Many eruptions in Lunar Crater volcanic field have been dated; aside from radiometric dating, differences in the grade of weathering and erosion have also been used to determine the relative age of volcanic units as older vents are often degraded and buried by soils:
- Kimana is probably about 5.7 ± 0.2 million years old.
- Qc cone was emplaced 1.61 ± 0.14 million years ago.
- The Mizpah unit was emplaced between 740,000 and 620,000 years ago.
- Easy Chair is dated to be 140,000 ± 5,000 years old.
- The Giggle Springs unit was dated to less than 81,000 ± 5,000 years ago.
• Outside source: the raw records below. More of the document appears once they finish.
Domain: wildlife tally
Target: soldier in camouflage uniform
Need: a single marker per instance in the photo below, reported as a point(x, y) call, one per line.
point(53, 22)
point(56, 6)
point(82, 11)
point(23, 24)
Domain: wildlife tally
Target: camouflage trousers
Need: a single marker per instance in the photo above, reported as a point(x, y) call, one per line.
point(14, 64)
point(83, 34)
Lunar Crater's own age is not known; a tephra potentially correlated to it may have been emplaced 600,000 ± 30,000 to 224,000 ± 43,000 years ago. Scarce traces of erosion imply a late Pleistocene age, however, with a more recent age estimate of 190,000 – 72,000 years ago. Bea's Crater is also not directly dated but may be 300,000 – 100,000 years old.
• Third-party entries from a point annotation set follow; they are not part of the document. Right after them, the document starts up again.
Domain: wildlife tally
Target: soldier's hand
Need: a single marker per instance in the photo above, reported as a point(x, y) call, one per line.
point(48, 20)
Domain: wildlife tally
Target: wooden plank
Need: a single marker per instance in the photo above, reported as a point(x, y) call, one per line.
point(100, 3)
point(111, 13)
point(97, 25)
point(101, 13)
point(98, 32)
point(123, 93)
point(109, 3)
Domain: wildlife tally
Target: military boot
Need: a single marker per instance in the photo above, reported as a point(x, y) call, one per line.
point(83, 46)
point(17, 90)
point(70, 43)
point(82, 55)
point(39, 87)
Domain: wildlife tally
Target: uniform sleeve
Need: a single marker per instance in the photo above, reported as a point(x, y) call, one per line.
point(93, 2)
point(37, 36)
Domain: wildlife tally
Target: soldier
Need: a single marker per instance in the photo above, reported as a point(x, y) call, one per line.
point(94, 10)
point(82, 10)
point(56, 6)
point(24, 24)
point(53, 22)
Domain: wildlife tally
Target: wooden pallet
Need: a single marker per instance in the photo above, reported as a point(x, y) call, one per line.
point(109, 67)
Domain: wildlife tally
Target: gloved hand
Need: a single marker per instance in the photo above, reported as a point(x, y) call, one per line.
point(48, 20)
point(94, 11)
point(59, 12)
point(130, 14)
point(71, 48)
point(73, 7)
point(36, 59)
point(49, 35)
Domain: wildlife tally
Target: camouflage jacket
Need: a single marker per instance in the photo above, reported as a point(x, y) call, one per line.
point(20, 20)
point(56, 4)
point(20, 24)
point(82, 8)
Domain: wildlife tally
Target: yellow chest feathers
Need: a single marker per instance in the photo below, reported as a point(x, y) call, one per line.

The emplacement of individual vents often began with explosive eruptions that formed mounds, before effusive eruptions (eruptions characterized by the production of lava flows) generated lava flows. The volcanic eruptions had characteristics of Hawaiian or Strombolian eruptions, with maars and tuff rings forming where ascending magma interacted with groundwater and volcanic cones where ejecta from the vent piled up and formed a cone. In some places, several eruptions occurred over timespans of over one million years and gave rise to closely spaced vents. Lava flows were produced at rates of about 1–100 m3/s and at Kimana and Broken Cone probably occurred through lateral vents. The Marcath eruption may have lasted up to 20 days; it probably occurred during southwesterly wind and formed a 6-8 km eruption column.
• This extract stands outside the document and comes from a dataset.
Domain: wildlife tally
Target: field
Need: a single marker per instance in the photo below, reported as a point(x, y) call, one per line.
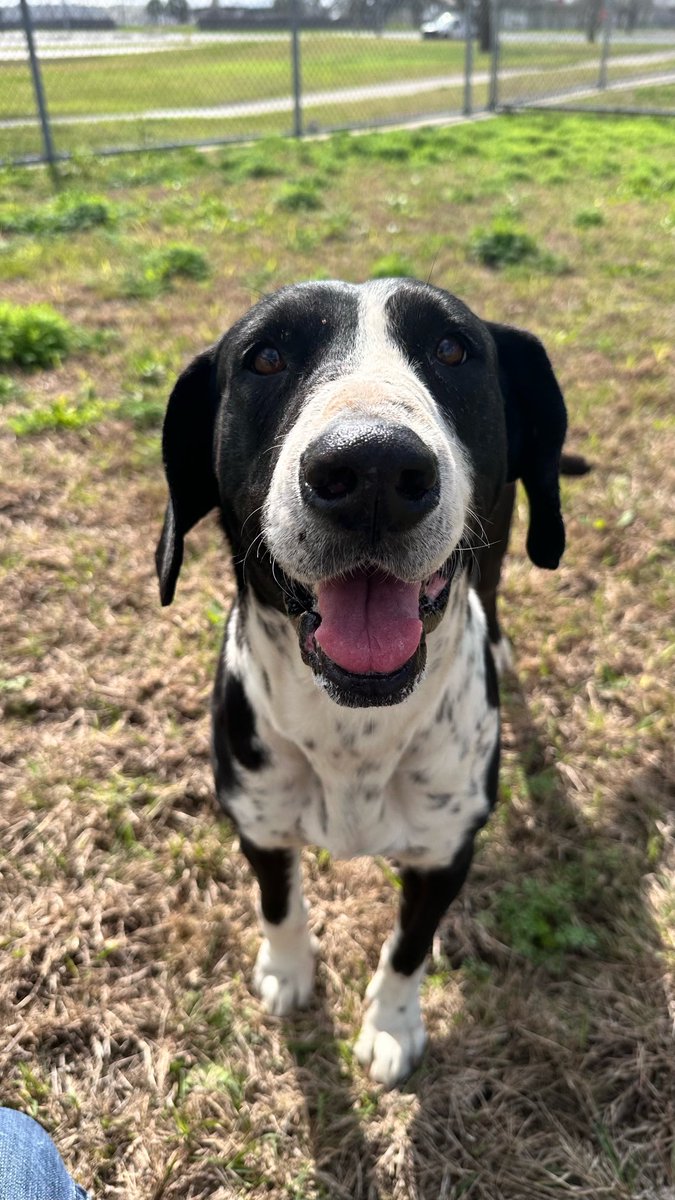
point(127, 927)
point(179, 88)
=== Most recent eruption and hazards ===

The most recent eruption occurred 38,000 ± 10,000 years ago and formed the Marcath (or Black Rock) (Note: Formerly it was dated to be 350,000 ± 50,000 years old.) unit. Tephra from the volcanic field is mixed with sediments less than 18,000–9,500 years old, and the Black Rock lava flow was once considered to be of early Holocene age but is now considered to be Pleistocene. In light of the recent activity, future eruptions are possible, and thus the volcanic field could be considered active. Scoria-cone-forming eruptions can be hazardous owing to the ejection of ballistic blocks, generation of lava flows, and tephra which can disrupt air traffic, even though such eruptions are usually of small volume.